I have been working on word meta embedding learning recently, which is the task of combining multiple pre-trained word embeddings to learn more accurate and wide-coverage word embeddings. This task is important because different word embedding learning methods capture different aspects of words (sense-specific embeddings, morphological embeddings, cross-lingual embeddings etc.) and it is non-obvious as how to combine these different methods (potentially learnt on different resources such as social media, Web crawled texts, news articles etc.) to learn better word embeddings by preserving the complementary strengths. In our IJCAI-18 paper titled Think Globally, Embed Locally – Locally Linear Meta-Embedding of Words, we proposed a method that preserve local neighbourhood information in word embedding spaces for the purpose of learning better meta embeddings. In our NAACL-18 paper titled Frustratingly Easy Meta-Embedding – Computing Meta-Embeddings by Averaging Source Word Embeddings I showed that it is possible to create good quality meta-embedding by simply averaging word embeddings although mathematically it is not possible to add vectors in different vector spaces. We proved the mathematical conditions where such an addition is meaningful. In our COLING-18 paper titled Learning Word Meta-Embeddings by Autoencoding we proposed a method for learning meta-embeddings using denoising autoencoders.
See the meta embedding website for further details.
Despite the large body of empirical work on learning accurate word or relation representations, the theoretical understanding of these methods and the properties of the embeddings learnt by those methods remains unclear. Motivated by this, and in an attempt to develop theoretical tools to analyse word/relation embeddings, I have recently started to looked into this problem.
In our AAAI-18 paper titled Using k-way Co-occurrences for Learning Word Embeddings, we extended the Random Walk model originally proposed by Arora et al 2015 for explaining word embeddings, to sentences that contain co-occurrences of k-words. The extension is nontrivial and require developing new analysis tools and empirically justifying the baseline assumptions. The fact that k-way co-occurrences are sparser compared to co-occurrences of two words make the experiments complicated.
In our COLING-18 paper titled Why does PairDiff work? - A Mathematical Analysis of Bilinear Relational Compositional Operators for Analogy Detection we prove that vector offset is an accurate relation representation when several properties are assumed about the word embeddings used.
Below, you can find the implementations for various algorithms and systems proposed in my papers. These software are provided under the modified BSD license. Please feel free to use them in your research work. I would be grateful if you can kindly let me know when you use these software and cite the appropriate papers. Moreover, please let me know if you find any bugs in these software. Thanks in advance.
Distribution of a word can vary from one domain (eg. corpus, category) to another. In distributional semantics, the meaning of a word is represented using its distribution over other words in a corpus. Therefore, the ability to accurately predict how the distribution of a word changes across domains is in an important first steps towards capturing the meaning variations of words across domains.
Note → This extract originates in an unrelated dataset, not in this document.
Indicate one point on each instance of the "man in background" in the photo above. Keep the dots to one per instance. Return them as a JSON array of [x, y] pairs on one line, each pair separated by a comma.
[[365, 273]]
Our ACL 2014 paper titled Learning to Predict Distributions of Words across Domains proposes an unsupervised approach for predicting the distribution of a word across domains. The source code for the proposed method is available here.
A tool developed in Python to perform common preprocessing tasks in NLP such as Positive Pointwise Mutual Information (PPMI) computation on co-occurrence matrices, Singular Value Decomposition (SVD)-based dimensionarity reduction/smoothing, and Partial Least Square Regression (PLSR)-based distribution prediction. Available here.
This package implements the method proposed in our WWW 2007 paper for measuring the semantic similarity between words using both co-occurrence counts as well as lexical patterns extracted from a web search engine. For further details on the WebSim software please refer its website.
Here is the source code for the cross-domain sentiment classification method we proposed in our ACL 2011 paper titled Using Multiple Sources to Construct a Sentiment Sensitive Thesaurus for Cross-Domain Sentiment Classification.
We introduced a novel measure, average continuity, to compare a set of ordered sentences by an automatic multi-document summarization system. Download a python script to compute average continuity as well as other popular correlation coefficients such as, Kendall rank correlation coefficient and Spearman coefficient with confidence intervals.